Radiografía de hombro
La radiografía simple permite ver muchas calcificaciones del hombro, especialmente en proyecciones adecuadas. Es una prueba útil para confirmar la presencia de calcio y valorar su tamaño y localización aproximada.
Ecografía de hombro
La ecografía permite localizar la calcificación con mayor precisión y valorar el estado de los tendones, la bursa subacromial y otras estructuras del hombro. Además, es la prueba que guía el procedimiento de lavado.
Resonancia magnética
La resonancia puede ser útil cuando se sospechan lesiones asociadas, como roturas tendinosas del manguito rotador, bursitis importante u otras causas de dolor de hombro.
¿Cómo se realiza el lavado ecoguiado de la calcificación?
El lavado ecoguiado se realiza habitualmente de forma ambulatoria, con anestesia local y sin ingreso hospitalario. La duración suele ser de unos 15 a 25 minutos, aunque puede variar según el tamaño, localización y consistencia de la calcificación.
Preparación antes del procedimiento
Antes del lavado, el paciente debe ser valorado en consulta para confirmar la indicación. Es recomendable que las pruebas de imagen sean recientes, porque algunas calcificaciones pueden cambiar, disminuir o reabsorberse con el tiempo.
En algunos casos se recomienda acudir en ayunas, especialmente si el paciente es propenso a mareos o reacciones vagales.
Anestesia local y control ecográfico
El procedimiento se realiza en condiciones de asepsia local. Primero se localiza la calcificación mediante ecografía y se administra anestesia local en la piel y en la bursa subacromial.

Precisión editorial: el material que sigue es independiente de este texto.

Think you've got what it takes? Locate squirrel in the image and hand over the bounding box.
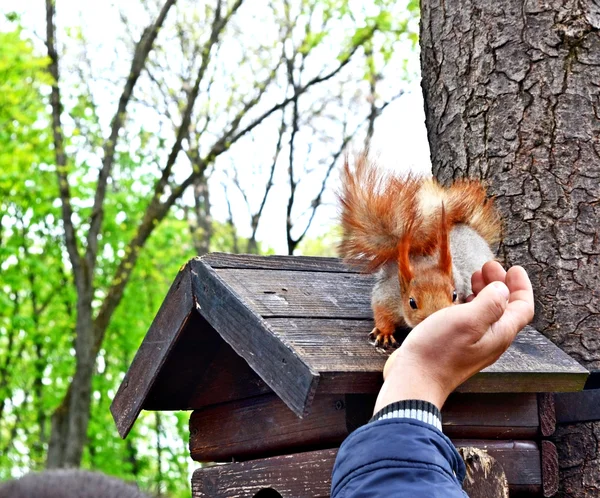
[339,154,502,348]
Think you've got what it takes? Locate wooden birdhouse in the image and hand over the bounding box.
[111,254,588,498]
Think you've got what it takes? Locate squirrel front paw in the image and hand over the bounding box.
[369,327,398,349]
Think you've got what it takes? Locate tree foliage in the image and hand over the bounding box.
[0,0,414,496]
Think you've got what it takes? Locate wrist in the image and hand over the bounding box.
[374,360,450,412]
[369,399,442,431]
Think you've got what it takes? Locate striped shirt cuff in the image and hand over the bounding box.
[369,399,442,431]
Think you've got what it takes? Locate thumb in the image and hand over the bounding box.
[469,282,510,328]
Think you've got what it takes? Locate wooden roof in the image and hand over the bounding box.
[111,253,588,437]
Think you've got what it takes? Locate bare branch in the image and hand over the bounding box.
[154,0,242,203]
[223,184,240,254]
[248,112,286,252]
[86,0,176,270]
[46,0,86,289]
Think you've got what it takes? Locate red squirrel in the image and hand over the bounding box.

Tras esperar a que el anestésico haga efecto, se introduce la aguja en la calcificación bajo control ecográfico.
Punción, lavado y aspiración de la calcificación
Una vez situada la aguja, se introduce suero fisiológico dentro de la calcificación. Después se realizan movimientos repetidos de lavado y aspiración para fragmentar el depósito cálcico y extraer parte de los cristales de calcio.
A medida que se aspiran los cristales, el líquido de la jeringa puede volverse turbio. El procedimiento continúa hasta que deja de salir material cálcico o hasta que se considera suficiente la fragmentación y lavado.
Infiltración en la bursa subacromial
Al finalizar, puede inyectarse corticoide en la bursa subacromial para disminuir la reacción inflamatoria posterior y reducir el dolor de los días siguientes.
Barbotaje de hombro: recuperación y reposo
La recuperación tras un barbotaje de hombro suele ser progresiva. Es frecuente notar dolor o molestias durante los primeros dos o tres días, por la manipulación de la calcificación y la reacción inflamatoria posterior.
Durante los primeros días se suele recomendar reposo relativo, evitar esfuerzos con el brazo tratado y aplicar frío local si está indicado. También puede pautarse tratamiento antiinflamatorio o analgésico según la valoración médica.
No conviene inmovilizar el hombro durante mucho tiempo. En cuanto el dolor lo permita, el paciente debe recuperar progresivamente la movilidad para reducir el riesgo de rigidez o capsulitis.
La mejoría puede no ser inmediata. En muchos casos el alivio es gradual y puede tardar semanas o meses en consolidarse.
¿Duele el barbotaje de hombro?
El barbotaje se realiza con anestesia local, por lo que el objetivo es que el procedimiento sea tolerable. Aun así, el paciente puede notar presión, molestias o dolor en algunos momentos, especialmente cuando se introduce la aguja en la calcificación o durante el lavado.
Después del procedimiento, es relativamente frecuente tener dolor durante los dos o tres primeros días. Este dolor suele controlarse con medidas pautadas por el especialista, como frío local, reposo relativo y medicación si está indicada.
Resultados del lavado percutáneo ecoguiado
El objetivo del lavado ecoguiado no es siempre retirar el 100 % de la calcificación. Lo más importante es fragmentarla, lavar parte del depósito cálcico y favorecer la reabsorción posterior.
La mejoría suele ser progresiva. Algunos pacientes notan alivio rápido, mientras que otros alcanzan una recuperación satisfactoria tras varios meses.
En determinados casos puede ser necesario repetir el procedimiento o valorar otros tratamientos si persisten los síntomas.